Penyakit Tuberculosis (TBC) atau TB telah lama dikenal sebagai salah satu dari 10 penyakit penyebab kematian terbesar di Indonesia. Dilansir dari depkes.go.id, Menteri Kesehatan (Menkes) RI Nila Moeloek mengungkapkan, jumlah kasus tuberkulosis di Indonesia merupakan tertinggi kedua di dunia, setelah India. Inilah satu dari skian banyak alasan mengapa pemerintah menjadikan penyakit AIDS, TBC, dan malaria sebagai program prioritas pembangunan kesehatan Indonesia. Lalu, bagaimana jika penyakit yang diakibatkan oleh infeksi bakteri Mycrobacterium tuberculosis ini, diidap oleh ibu hamil? Apakah ada penanganan yang berbeda dengan pasien TBC lainnya? Yuk, simak penjelasan selengkapnya.

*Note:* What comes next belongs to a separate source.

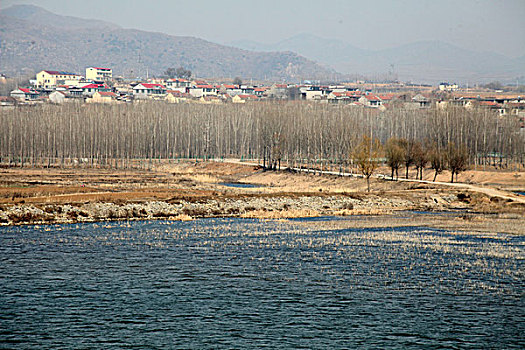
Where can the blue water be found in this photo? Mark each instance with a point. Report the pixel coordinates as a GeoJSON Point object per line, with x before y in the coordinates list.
{"type": "Point", "coordinates": [242, 283]}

Baca juga: TBC: Tak Hanya Bisa Menyerang Paru-paru

 

Pemeriksaan TB pada Ibu hamil

Saat  hamil, dokter  akan memberi  sejumlah tes rutin untuk memeriksa masalah kesehatan yang mungkin menimbulkan masalah bagi  ibu atau bayi. Salah satunya, adalah TB. Dokter spesialis paru akan melakukan pemeriksaan (screening) terhadap penyakit ini sejak awal kehamilan. Namun, mengingat bahaya risikonya pada ibu hamil dan janin, dokter mungkin akan membuat pengecualian terhadap pemeriksaan X-ray atau rontgen. Dilansir dari tuberculosis.autoimuncare.com, penanganan TB pada ibu hamil harus sangat diperhatikan, tidak hanya pada masa kehamilan tetapi  juga harus dilanjutkan pada periode menyusui. Jika tim medis tidak melakukakan perawatan tepat untuk penyakit menular yang menyerang paru-paru ini, dampaknya sangat berbahaya bagi ibu dan bayi, termasuk risiko kematian.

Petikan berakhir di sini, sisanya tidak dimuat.